Hungarian lawmakers on Tuesday, March 18, passed a law banning Pride events and allowing authorities to use facial recognition software to identify attendees, continuing a crackdown by Prime Minister Viktor Orbán’s right-wing populist party on the country’s LGBTQ+ community.
The measure passed in a 136-27 vote. The law, supported by Orbán’s Fidesz party and their minority coalition partner the Christian Democrats, was pushed through parliament in an accelerated procedure after being submitted only a day earlier.
Can the EU please start fucking him hard? I really don’t want our Money to go to that piece if shit any longer
🏳️🌈🖕🏳️🌈
Fuck Orban, fuck the hungarian parliament.
But de facto it is Orban who fucks the whole EU and being paid for that. By EU and Russia.
What the actual fuck? 🤯😠
This is what the extreme right means by „free speech”.
Orbán has apparently also been striking a much more hostile tone:
‘Spring cleaning’
On 15 March, a bank holiday when Hungarians commemorate their freedom struggle against the Habsburgs in the 19th century, Orbán thus addressed a crowd in Budapest: ‘The bedbugs have survived the winter. We dismantle the financial apparatus that used corrupt dollars to buy politicians, judges, journalists, fake NGOs and political activists. We let the entire shadow army flee. (…) They have been here too long. They have survived too much.’
He called for a ‘spring cleaning before Easter’.

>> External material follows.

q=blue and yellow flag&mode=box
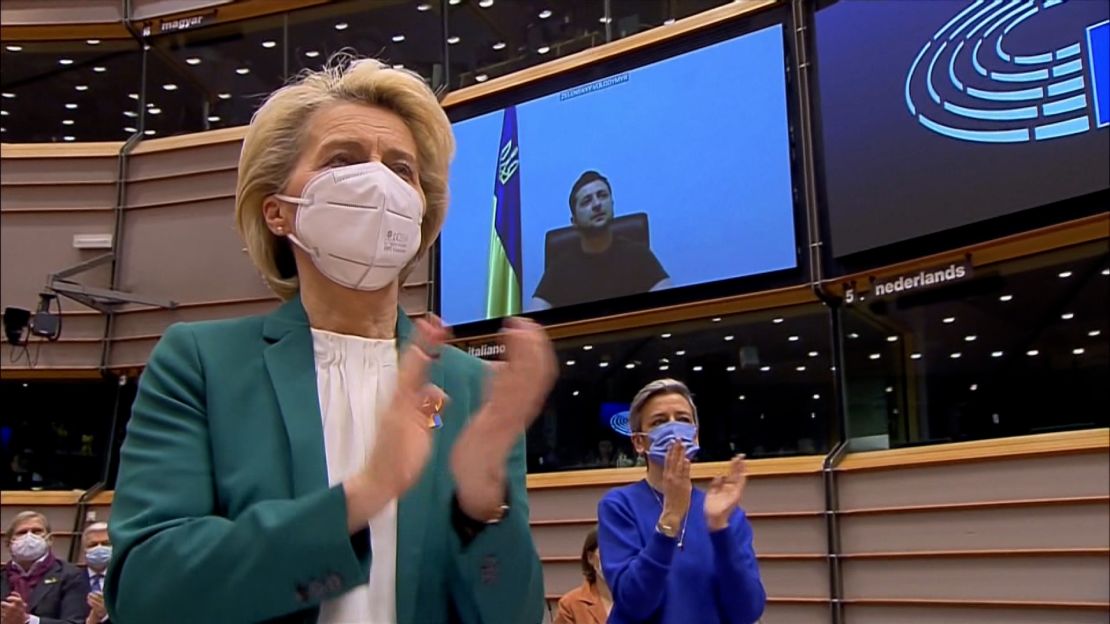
[485,106,523,317]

This rhetoric is also new to Orbán, says Zsuzsanna Végh, who researches Hungary for the Berlin-based think tank GMF. ‘He did not use such dehumanising language before - previously, for instance, he called dissenters “enemies of the nation”.’
Fascist Arrow Cross movement
Observant Hungarian critics noted that Ferenc Szálasi, leader of the fascist Arrow Cross movement, used the same words when talking about Jews in the 1940s.
The radical language and the ban on the Pride, according to Végh ‘extremely undemocratic and a curtailment of the right to association and freedom of expression’, cannot be separated from the parliamentary elections due in spring 2026.
Orbán faces a new challenger, the conservative Péter Magyar, whose Tisza party has surpassed ruling Fidesz in the polls. While Orbán orated about vermin, Magyar got tens of thousands of Hungarians elsewhere in the capital to demonstrate against the government. Hungary’s economy is also in the doldrums.
Végh sees a ‘confluence’ of the ‘attack on media, NGOs and judges’ and the fuelling of the ‘culture war’. Orbán is thus courting the electorate of the far-right, represented in Hungary by the Mi Hazánk (Our Fatherland) party.